La mappa dei seggi e l’impatto sull’equilibrio politico
La distribuzione dei 29 seggi spettanti alla maggioranza si concentra nelle mani del Partito Democratico, delle due liste civiche Decaro Presidente e Per la Puglia, oltre che del Movimento 5 Stelle. Una composizione che accentua l’assenza di Vendola e priva Avs della rappresentanza del suo leader storico.
Sul fronte opposto, i 21 seggi del centrodestra vengono ripartiti tra Fratelli d’Italia, Forza Italia e Lega, confermando una coalizione che resta competitiva ma che, in questa tornata, non riesce a contrastare la forza aggregativa del candidato del centrosinistra. L’esito elettorale rafforza così il ruolo di Decaro e ridisegna gli equilibri interni alle forze progressiste, con Avs che resta sì in maggioranza ma senza il suo esponente più noto.

La delusione di Vendola e il clima nel comitato Avs
L’amarezza di Nichi Vendola si manifesta subito dopo l’ufficializzazione dei risultati. “Siamo fuori. Che disastro, non ce lo meritavamo proprio”, dichiara con evidente sconforto. Parole che rispecchiano il clima che si respira nel comitato di Alleanza Verdi-Sinistra, dove la delusione è palpabile. I sostenitori parlano di un’occasione mancata e di un impegno che non è bastato a superare la soglia decisiva. “Ce l’abbiamo messa tutta. È davvero un peccato”, ammettono alcuni militanti, lasciando emergere il peso di un risultato che segna duramente il ritorno sulla scena politica dell’ex presidente regionale.

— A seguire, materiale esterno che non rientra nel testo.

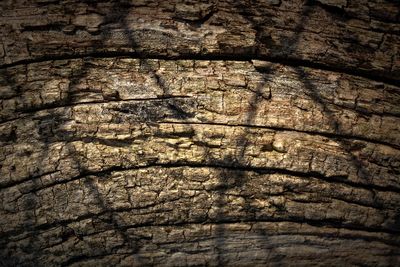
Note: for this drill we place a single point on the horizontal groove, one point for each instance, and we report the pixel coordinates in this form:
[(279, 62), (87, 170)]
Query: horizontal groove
[(237, 167), (300, 220), (293, 62), (325, 134), (334, 136)]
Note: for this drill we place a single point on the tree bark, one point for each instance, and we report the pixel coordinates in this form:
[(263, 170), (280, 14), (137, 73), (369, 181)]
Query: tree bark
[(174, 133)]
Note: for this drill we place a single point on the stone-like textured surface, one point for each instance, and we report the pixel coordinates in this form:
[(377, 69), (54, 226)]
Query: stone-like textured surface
[(199, 133)]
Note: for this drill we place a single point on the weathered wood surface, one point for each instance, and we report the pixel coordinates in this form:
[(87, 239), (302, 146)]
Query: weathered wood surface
[(213, 133)]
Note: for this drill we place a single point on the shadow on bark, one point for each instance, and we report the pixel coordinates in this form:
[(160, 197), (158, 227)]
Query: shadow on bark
[(237, 160)]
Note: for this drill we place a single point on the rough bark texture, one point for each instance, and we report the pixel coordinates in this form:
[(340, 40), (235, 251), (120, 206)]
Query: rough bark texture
[(177, 133)]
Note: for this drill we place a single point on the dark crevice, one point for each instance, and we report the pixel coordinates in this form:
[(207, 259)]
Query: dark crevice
[(241, 168), (293, 62), (334, 136)]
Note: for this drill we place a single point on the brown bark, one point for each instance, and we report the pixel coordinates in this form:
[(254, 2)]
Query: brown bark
[(205, 133)]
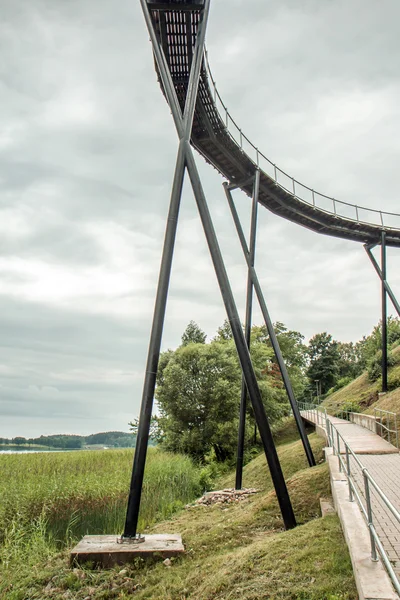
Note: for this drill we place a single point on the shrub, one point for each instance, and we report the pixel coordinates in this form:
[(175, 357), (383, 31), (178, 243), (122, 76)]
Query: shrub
[(393, 380), (375, 365)]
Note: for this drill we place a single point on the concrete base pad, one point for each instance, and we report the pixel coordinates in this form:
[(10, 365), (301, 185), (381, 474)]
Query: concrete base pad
[(107, 550)]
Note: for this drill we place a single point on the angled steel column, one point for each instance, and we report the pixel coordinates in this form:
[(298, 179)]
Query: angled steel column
[(385, 291), (247, 332), (384, 314), (233, 316), (184, 127), (271, 331), (377, 268), (241, 346)]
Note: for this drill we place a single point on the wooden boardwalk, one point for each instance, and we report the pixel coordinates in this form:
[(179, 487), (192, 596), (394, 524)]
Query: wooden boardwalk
[(383, 463)]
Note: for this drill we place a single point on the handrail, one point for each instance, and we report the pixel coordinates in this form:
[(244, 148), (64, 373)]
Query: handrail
[(381, 414), (293, 186), (338, 443)]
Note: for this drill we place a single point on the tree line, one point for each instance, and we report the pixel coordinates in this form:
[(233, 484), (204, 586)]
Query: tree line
[(198, 384), (115, 439)]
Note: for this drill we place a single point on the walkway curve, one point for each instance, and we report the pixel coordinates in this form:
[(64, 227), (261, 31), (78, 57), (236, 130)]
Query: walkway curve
[(382, 460), (222, 143)]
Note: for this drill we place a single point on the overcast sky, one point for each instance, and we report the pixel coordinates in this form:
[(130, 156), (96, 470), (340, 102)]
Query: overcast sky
[(87, 152)]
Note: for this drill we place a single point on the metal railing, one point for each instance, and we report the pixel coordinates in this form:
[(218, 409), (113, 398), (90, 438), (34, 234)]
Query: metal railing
[(302, 192), (386, 425), (345, 456)]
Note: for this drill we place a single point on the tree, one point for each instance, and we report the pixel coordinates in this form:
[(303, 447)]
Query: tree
[(349, 360), (324, 361), (198, 394), (224, 332), (371, 345), (293, 350), (193, 335), (155, 434)]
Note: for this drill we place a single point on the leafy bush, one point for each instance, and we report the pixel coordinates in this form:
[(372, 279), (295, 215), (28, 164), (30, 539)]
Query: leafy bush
[(393, 380), (349, 406), (375, 365)]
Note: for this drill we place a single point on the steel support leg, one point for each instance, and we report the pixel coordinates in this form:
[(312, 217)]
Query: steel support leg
[(241, 346), (384, 314), (385, 291), (271, 331), (384, 281), (249, 310), (184, 126)]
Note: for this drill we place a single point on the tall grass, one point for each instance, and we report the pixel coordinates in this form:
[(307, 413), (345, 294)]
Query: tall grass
[(72, 494)]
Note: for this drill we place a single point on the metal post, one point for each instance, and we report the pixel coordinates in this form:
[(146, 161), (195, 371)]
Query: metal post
[(384, 315), (271, 330), (349, 473), (183, 129), (249, 309), (338, 441), (243, 352), (385, 283), (374, 556), (184, 126)]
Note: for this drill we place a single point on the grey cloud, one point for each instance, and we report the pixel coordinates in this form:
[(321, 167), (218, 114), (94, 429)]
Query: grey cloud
[(87, 151)]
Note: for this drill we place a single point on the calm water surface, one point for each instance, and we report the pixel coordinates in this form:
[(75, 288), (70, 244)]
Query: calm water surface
[(25, 450)]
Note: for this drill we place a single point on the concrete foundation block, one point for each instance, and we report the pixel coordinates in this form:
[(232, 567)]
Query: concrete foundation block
[(108, 551)]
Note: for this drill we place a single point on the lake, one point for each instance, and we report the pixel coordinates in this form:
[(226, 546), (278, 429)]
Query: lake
[(27, 450)]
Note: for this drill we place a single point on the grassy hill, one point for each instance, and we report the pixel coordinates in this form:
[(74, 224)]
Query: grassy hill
[(363, 394), (232, 551)]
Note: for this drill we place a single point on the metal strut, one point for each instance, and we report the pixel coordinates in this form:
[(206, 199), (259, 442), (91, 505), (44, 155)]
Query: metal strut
[(386, 290), (270, 328), (185, 161), (247, 332)]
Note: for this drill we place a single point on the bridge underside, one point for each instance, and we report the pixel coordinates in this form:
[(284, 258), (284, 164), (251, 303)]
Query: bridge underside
[(176, 24)]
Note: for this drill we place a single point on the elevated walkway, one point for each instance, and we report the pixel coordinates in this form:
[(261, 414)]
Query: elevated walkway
[(360, 440), (223, 144), (371, 467)]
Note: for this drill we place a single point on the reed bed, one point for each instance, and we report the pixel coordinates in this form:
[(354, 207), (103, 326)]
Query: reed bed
[(73, 493)]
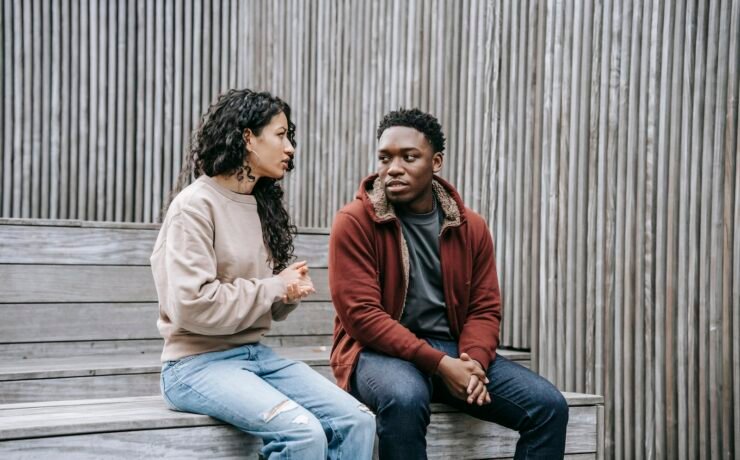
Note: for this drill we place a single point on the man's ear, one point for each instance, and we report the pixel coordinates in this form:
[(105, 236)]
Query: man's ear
[(437, 161)]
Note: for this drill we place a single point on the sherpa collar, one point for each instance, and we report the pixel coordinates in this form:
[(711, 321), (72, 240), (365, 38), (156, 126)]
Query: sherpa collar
[(445, 197)]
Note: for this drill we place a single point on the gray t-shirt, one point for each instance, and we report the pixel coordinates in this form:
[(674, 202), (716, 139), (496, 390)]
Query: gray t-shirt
[(425, 312)]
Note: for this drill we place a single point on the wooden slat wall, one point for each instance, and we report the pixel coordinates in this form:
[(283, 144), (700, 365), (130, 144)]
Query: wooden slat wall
[(599, 138), (627, 208)]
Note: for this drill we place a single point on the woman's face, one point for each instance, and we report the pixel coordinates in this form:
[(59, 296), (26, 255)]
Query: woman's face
[(271, 152)]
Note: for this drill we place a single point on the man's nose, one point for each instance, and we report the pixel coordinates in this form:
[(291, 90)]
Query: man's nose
[(395, 169)]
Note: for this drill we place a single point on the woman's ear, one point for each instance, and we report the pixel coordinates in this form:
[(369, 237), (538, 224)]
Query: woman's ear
[(248, 137)]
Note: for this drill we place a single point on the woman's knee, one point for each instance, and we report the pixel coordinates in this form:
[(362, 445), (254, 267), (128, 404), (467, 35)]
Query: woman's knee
[(303, 433)]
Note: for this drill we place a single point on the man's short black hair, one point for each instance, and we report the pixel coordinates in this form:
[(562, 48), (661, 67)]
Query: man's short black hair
[(423, 122)]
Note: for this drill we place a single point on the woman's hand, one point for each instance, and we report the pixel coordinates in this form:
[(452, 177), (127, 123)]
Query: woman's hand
[(298, 283)]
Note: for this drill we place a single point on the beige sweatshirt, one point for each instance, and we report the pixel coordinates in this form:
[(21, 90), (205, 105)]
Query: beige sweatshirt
[(215, 286)]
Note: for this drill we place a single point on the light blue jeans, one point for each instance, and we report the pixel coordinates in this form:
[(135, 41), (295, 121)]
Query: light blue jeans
[(297, 412)]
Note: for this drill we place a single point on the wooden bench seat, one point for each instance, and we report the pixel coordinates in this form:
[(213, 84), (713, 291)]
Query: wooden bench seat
[(145, 427), (79, 355), (109, 375)]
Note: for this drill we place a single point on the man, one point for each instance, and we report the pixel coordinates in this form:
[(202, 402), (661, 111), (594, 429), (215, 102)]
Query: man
[(414, 283)]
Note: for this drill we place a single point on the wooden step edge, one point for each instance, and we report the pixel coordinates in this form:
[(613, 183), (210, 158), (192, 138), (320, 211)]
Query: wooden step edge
[(148, 364), (65, 418)]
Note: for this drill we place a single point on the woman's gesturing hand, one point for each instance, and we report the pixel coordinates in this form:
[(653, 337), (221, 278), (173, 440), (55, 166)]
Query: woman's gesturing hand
[(298, 283)]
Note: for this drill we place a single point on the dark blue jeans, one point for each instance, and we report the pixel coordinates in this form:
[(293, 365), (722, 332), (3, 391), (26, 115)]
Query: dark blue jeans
[(400, 394)]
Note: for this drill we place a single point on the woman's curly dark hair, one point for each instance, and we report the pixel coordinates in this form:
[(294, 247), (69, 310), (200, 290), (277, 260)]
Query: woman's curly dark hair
[(217, 147)]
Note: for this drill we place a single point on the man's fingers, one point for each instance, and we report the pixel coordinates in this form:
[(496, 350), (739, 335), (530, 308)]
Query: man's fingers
[(483, 397), (476, 393), (472, 383)]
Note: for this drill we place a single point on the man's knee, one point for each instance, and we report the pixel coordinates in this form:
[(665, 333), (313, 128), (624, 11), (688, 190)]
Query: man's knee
[(554, 407)]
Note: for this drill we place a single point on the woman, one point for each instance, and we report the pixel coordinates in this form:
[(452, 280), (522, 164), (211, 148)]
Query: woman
[(221, 267)]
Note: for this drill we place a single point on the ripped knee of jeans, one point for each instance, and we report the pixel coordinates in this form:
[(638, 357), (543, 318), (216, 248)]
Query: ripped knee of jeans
[(278, 409)]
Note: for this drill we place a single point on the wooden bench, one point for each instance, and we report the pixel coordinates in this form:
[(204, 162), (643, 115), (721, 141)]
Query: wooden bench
[(79, 354)]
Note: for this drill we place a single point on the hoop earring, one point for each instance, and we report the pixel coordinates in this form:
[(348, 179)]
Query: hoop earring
[(246, 169)]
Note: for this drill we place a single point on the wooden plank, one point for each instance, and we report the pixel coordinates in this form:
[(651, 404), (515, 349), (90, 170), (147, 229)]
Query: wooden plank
[(135, 208), (144, 358), (35, 128), (125, 174), (24, 100), (227, 442), (8, 105), (124, 321), (46, 109), (98, 168), (53, 283), (447, 432), (158, 125), (56, 108), (91, 283), (115, 121), (71, 388), (111, 245)]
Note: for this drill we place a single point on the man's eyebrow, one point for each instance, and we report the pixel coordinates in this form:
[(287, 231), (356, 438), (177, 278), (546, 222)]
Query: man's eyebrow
[(402, 149)]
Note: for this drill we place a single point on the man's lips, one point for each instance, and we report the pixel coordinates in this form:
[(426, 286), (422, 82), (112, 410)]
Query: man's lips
[(395, 185)]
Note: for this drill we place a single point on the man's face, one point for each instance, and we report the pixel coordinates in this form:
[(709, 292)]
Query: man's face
[(406, 164)]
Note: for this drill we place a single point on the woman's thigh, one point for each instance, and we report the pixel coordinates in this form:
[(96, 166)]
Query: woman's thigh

Il caso Vendola si intreccia così con la lettura generale del voto pugliese: una vittoria ampia per Decaro, che consolida il consenso del centrosinistra, e contemporaneamente una ferita interna che rischia di riaprire le discussioni nel campo progressista. La scelta di candidarsi contro il parere di parte della coalizione, le tensioni pre-elettorali e l’esclusione finale conferiscono alla figura di Vendola un ruolo complesso, sospeso tra la memoria di un passato politico importante e un presente segnato da un ritorno inaspettatamente amaro.
Le prospettive dopo il voto
Il risultato pugliese segna dunque un momento decisivo per il centrosinistra regionale. La coalizione esce rafforzata grazie al successo di Antonio Decaro, ma il futuro equilibrio interno dipenderà dalla capacità di assorbire le tensioni e di offrire spazio politico alle forze rimaste più penalizzate dalle urne. La mancata elezione di Nichi Vendola rappresenta uno snodo cruciale: un simbolo che resta fuori dal palazzo e che ora dovrà decidere se e come proseguire un cammino politico che, in Puglia, continua a evocare più che altrove un forte valore identitario.